Under Article 12, Town meeting approved $1,515,000 for trash collection and recycling. There was some interest from the floor in increasing recycling curbside pickup to weekly but DPW Director Richard Stinson said that this was something that his department was constantly reevaluating and at this time it would not be cost effective.
Town Meeting approved $100,000 under Article 13 to implement the National Pollutant Discharge Elimination (NPDES) federal mandate.
Under Article 14, Town Meeting approved $200,000 to supplement the town’s Chapter 90 state funding for roadway improvements.
Another $50,000 was approved under Article 15 for new sidewalks.

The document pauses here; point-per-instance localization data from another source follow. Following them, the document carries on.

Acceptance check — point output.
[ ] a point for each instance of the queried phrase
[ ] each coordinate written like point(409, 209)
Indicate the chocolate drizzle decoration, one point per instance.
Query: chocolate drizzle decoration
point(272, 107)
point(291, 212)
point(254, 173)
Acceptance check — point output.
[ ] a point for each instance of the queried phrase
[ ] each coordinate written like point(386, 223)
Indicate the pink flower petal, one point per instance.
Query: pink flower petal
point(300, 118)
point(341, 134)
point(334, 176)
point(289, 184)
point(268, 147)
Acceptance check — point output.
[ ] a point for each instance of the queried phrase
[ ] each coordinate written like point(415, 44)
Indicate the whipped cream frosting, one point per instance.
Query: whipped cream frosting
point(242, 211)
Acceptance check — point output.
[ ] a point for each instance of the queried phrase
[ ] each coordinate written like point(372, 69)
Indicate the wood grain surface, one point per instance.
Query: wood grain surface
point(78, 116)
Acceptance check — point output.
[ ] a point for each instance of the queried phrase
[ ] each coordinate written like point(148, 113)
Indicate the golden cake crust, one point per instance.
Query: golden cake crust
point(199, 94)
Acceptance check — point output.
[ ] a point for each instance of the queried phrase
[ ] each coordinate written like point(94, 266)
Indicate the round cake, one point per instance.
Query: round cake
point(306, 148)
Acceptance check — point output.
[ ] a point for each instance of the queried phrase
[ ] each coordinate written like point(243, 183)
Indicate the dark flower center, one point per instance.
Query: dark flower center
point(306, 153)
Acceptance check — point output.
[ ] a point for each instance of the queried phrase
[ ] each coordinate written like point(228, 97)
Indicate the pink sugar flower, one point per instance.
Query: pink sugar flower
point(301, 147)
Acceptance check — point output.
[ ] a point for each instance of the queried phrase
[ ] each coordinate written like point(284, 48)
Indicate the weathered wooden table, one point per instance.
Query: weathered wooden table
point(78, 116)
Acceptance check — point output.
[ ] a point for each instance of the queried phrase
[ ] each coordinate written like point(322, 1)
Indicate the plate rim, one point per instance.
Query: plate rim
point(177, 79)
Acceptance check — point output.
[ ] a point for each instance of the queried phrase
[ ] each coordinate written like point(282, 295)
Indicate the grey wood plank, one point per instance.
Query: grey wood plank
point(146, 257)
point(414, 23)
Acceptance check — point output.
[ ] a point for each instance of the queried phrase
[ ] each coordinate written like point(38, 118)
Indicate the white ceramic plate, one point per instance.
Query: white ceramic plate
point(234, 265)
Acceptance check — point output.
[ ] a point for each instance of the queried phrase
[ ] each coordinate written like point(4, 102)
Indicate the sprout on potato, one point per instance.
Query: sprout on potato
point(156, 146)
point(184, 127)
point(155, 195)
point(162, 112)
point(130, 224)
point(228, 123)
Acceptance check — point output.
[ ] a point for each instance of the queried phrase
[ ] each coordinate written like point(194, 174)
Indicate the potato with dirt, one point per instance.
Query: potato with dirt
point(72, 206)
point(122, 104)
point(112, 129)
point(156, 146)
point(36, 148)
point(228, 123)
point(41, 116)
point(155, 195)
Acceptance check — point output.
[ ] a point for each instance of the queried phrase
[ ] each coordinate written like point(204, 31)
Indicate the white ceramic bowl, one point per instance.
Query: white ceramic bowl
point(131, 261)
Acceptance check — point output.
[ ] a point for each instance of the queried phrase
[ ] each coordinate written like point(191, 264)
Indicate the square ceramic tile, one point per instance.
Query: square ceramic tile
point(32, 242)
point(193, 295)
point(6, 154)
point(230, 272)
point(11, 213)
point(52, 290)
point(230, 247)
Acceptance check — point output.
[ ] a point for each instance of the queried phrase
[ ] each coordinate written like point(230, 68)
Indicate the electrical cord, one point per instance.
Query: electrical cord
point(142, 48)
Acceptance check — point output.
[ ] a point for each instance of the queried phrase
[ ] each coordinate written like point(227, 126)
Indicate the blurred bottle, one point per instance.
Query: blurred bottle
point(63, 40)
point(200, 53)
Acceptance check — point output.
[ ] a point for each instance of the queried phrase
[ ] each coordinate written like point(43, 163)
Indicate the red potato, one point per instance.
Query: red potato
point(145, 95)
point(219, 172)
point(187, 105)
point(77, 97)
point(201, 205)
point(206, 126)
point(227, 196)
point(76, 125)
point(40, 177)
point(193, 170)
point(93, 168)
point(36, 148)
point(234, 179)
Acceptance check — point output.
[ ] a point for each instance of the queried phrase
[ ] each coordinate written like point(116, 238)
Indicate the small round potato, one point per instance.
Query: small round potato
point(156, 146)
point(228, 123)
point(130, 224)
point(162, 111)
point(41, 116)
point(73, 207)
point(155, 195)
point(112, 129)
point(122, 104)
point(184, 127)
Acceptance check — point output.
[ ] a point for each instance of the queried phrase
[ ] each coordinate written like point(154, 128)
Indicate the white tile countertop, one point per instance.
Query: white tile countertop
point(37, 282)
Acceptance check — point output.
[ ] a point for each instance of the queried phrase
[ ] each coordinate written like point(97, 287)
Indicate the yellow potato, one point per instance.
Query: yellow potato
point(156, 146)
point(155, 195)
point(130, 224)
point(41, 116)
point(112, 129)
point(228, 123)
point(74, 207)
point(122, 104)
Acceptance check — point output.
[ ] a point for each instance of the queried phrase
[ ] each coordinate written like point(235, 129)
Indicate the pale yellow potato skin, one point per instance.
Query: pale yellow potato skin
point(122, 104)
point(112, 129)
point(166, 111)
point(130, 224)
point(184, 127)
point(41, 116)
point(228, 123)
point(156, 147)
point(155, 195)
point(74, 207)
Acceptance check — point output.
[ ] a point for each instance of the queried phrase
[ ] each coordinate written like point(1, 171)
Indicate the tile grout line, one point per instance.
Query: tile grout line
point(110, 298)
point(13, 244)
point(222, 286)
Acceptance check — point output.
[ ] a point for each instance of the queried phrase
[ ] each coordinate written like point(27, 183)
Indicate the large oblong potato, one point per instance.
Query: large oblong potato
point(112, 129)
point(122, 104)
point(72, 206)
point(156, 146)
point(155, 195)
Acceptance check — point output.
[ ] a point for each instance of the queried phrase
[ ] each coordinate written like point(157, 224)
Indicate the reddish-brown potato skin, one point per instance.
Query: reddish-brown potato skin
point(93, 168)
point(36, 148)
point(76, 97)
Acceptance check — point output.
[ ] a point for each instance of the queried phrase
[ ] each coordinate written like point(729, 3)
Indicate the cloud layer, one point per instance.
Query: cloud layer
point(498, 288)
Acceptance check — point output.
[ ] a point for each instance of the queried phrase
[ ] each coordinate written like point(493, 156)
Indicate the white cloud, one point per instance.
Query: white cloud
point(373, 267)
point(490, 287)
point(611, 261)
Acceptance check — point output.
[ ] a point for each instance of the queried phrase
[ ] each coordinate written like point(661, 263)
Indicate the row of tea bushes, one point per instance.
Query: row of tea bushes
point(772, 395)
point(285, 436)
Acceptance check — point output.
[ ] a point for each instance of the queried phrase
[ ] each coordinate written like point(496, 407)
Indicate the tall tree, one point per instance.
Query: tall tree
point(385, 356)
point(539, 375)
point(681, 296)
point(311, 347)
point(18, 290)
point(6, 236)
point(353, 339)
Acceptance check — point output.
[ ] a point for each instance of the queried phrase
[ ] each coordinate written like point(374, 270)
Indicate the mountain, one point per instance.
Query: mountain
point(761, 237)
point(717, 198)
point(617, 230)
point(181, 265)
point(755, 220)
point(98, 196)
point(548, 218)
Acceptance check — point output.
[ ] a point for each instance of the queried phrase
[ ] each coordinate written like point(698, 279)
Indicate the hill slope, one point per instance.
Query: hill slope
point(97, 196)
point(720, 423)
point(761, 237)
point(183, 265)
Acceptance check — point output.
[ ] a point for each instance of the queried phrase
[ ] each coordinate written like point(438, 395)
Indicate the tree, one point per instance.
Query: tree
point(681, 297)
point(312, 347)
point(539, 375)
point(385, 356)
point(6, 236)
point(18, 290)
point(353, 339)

Under Article 16, voters agreed to spend $5,650 to pay the rental for public parking spaces and access through the lot in the rear of alano in downtown Wakefield.
Voters approved $250,000 under Article 17 for upgrades to the water treatment plant on Broadway at Crystal Lake.
After some discussion, under Article 18 voters approved by a hand-counted vote of 111-5 a $251,415 betterment project for the Mount Pleasant Avenue and Everett Street private ways.
There were several questions from the floor on Article 19, which sought to update fees charged by the Building Department. After Building Inspector Jack Roberto answered the questions, voters overwhelmingly approved the changes.
Despite some questions from the floor, by a hand-counted vote of 101-2, Town Meeting approved Article 20, which sought to rezone a parcel at 592 North Ave. from the Single Residence District to the Business District.
According to temporary Town Clerk Rose Morgan, who was overseeing her last Town Meeting, there were 142 voters in attendance when Town Moderator William Carroll gaveled Annual Town Meeting open at 7 p.m. and a high of 219 had checked in at the last count at 10 p.m.